We demonstrated a positive correlation between serum PCT levels and COVID-19 severity (Table 2). A recent study demonstrated higher serum PCT levels in patients who required intensive care47. In our study, the mean serum PCT concentration was less than 2.0 µg/l in all groups (Table 1). Values above 2.0 µg/l indicate systemic bacterial infection. Values between 0.5 and 2.0 µg/l are considered pathological but are in the borderline range where systemic, bacterial infection can neither be reliably diagnosed nor excluded. In another study, PCT concentrations between 2 µg/l and 0.5 µg/l were detected in COVID-19 patients43. Thus, concurrent bacterial involvement in addition to infection with SARS-CoV-2 may occur but does not seem to be the rule.

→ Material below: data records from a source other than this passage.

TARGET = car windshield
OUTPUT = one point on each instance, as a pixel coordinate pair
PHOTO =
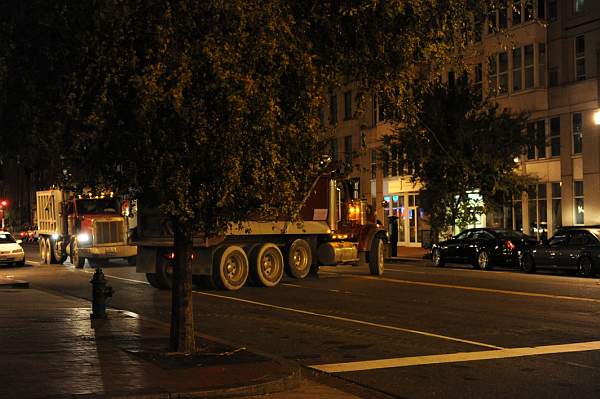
(98, 205)
(6, 238)
(509, 234)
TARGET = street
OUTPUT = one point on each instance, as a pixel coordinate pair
(416, 332)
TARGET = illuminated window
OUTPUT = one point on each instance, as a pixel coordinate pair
(580, 58)
(577, 133)
(578, 202)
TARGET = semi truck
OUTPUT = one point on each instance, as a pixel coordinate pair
(337, 228)
(82, 227)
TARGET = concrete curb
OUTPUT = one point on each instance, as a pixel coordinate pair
(290, 382)
(9, 284)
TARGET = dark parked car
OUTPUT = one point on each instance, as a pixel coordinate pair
(483, 248)
(574, 248)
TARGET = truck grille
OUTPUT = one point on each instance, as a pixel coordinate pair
(108, 232)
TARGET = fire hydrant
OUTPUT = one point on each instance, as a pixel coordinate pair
(100, 291)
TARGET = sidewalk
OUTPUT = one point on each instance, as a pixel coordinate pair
(405, 254)
(50, 347)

Pneumonia and pulmonary fibrosis are common findings in severe COVID-19 cases14 and are associated with tissue destruction and cell death. Studies have shown that an increase in serum LDH level is associated with severe COVID-19 and increased mortality14,48. In our study, the mean serum LDH level was above the reference range of 250 U/l in all 5 groups. We found a significant correlation between serum LDH levels and COVID-19 severity. In a previous study, we demonstrated an increase in serum LDH levels in moderate and severe courses of COVID-19 above 400 U/l48. In the current study, only group 4 achieved a comparably high mean serum LDH level. The mean serum LDH levels of the other groups were below 400 U/l. The difference in serum LDH levels between the two studies may be explained by improved treatment options. Treatment with dexamethasone, which has an anti-inflammatory effect, has been shown to reduce the extent of ensued airway and lung inflammation and mortality in COVID-19 patients requiring oxygen supplementation49.

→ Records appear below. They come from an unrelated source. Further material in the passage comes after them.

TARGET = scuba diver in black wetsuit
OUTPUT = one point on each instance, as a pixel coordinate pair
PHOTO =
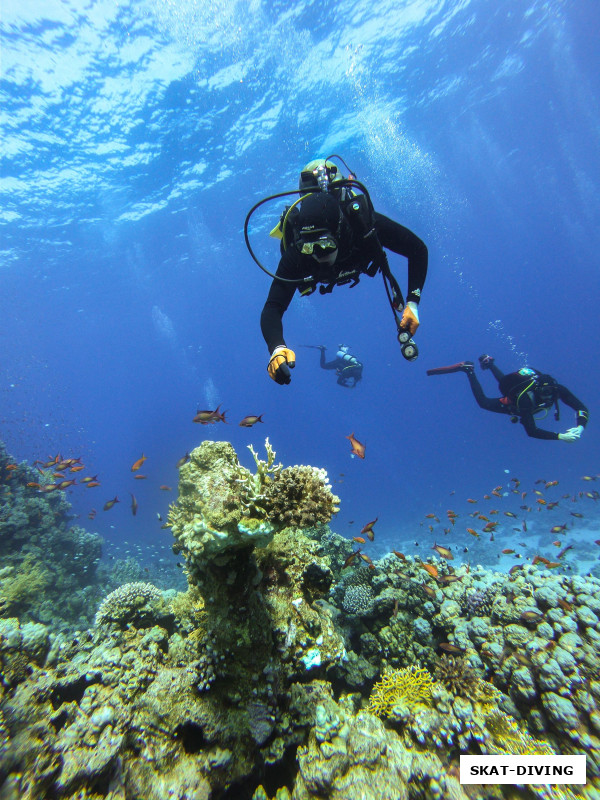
(524, 394)
(331, 235)
(348, 367)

In addition to markers of inflammation, the white blood cell count can also be an important indicator of infections. Leukocytopenia can occur when the consumption of leukocytes to ward off the infection outweighs the new synthesis of leukocytes in the bone marrow. Leukocytosis can be caused by lymphocytosis or granulocytosis as a cytokine-induced immune response to viral or bacterial infection. The COVID-19 patients of our study had both leukocytopenia and leukocytosis. The white blood cell count correlated positively with COVID-19 severity. Our findings are in line with a recent study that found a positive correlation between white blood cell count and disease severity11: Patients with a severe course of COVID-19 had leukocytosis more frequently than patients with a mild course11. Recently, the white blood cell count of 1099 Chinese patients with COVID-19 was investigated and leukopenia was found in 34% of the cases50. These results support our findings that both leukocytopenia and leukocytosis can occur in patients with COVID-19.

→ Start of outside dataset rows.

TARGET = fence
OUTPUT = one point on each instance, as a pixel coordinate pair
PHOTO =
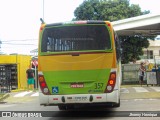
(130, 74)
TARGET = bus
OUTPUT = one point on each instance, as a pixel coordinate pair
(79, 64)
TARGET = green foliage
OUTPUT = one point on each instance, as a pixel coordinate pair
(113, 10)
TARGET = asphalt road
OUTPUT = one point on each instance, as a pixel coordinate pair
(134, 103)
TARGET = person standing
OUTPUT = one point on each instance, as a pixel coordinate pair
(30, 79)
(142, 71)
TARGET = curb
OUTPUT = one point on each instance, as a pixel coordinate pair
(4, 97)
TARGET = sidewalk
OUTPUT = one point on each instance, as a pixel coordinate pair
(147, 92)
(4, 96)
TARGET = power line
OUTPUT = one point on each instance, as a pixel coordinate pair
(20, 40)
(18, 44)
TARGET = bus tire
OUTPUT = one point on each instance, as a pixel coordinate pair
(62, 107)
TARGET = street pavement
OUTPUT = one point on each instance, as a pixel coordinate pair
(128, 92)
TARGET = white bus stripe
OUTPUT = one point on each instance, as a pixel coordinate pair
(140, 89)
(35, 94)
(124, 90)
(157, 89)
(22, 94)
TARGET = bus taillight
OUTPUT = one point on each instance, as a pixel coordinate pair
(43, 85)
(111, 82)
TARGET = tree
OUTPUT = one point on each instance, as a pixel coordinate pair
(113, 10)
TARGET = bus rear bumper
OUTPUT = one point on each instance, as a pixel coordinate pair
(48, 100)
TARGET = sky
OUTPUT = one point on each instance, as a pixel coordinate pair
(20, 20)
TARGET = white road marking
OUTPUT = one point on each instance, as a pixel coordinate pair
(22, 94)
(35, 94)
(157, 89)
(138, 99)
(124, 90)
(140, 89)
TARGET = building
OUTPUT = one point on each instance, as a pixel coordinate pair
(13, 71)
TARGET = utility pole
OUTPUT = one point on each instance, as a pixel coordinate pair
(0, 46)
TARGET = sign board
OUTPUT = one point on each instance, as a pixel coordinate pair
(151, 78)
(35, 63)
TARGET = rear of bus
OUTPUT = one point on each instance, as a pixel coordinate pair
(78, 64)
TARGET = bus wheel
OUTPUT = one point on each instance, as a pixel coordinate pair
(117, 104)
(62, 107)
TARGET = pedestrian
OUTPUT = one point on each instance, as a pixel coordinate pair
(30, 79)
(142, 71)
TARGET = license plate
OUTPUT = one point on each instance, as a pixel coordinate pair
(77, 85)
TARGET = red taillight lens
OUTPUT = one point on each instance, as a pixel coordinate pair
(43, 85)
(111, 82)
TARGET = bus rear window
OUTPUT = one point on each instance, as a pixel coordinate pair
(75, 38)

In our study, in addition to CRP, IL-6, LDH, and leukocyte count, we identified the ratio of LL-37 to leukocyte count as another prognostic laboratory parameter that correlates with COVID-19 severity. All parameters were determined on days 1–3 after hospitalization. Severity grading was performed after recovery from COVID-19 or patient death. All parameters, CRP, IL-6, LDH, leukocyte count, and LL-37/leukocyte count, can be considered early prognostic parameters. Currently, no decision limits have been defined for the parameters, e.g., limits above which CRP concentration or below which LL-37/leukocyte ratio patients will die. Without decision limits, it is not possible to assess which parameter correctly predicts the course of COVID-19 more often. Therefore, their prognostic significance cannot be compared. Further, each parameter has a different meaning. CRP and IL-6 are inflammatory markers reflecting the extent of the systemic proinflammatory response. Leukocytes play a central role in defense against infection and leukocyte production is generally stimulated during infection. However, it can also decrease due to consumption during the course of infection. LDH, in turn, reflects the extent of cell and tissue damage. LL-37 is part of the innate immune system, and the release of LL-37 and the LL-37/leukocyte count ratio indicate the activity of the innate immune system. Because the parameters indicate different things, we advise considering all the parameters.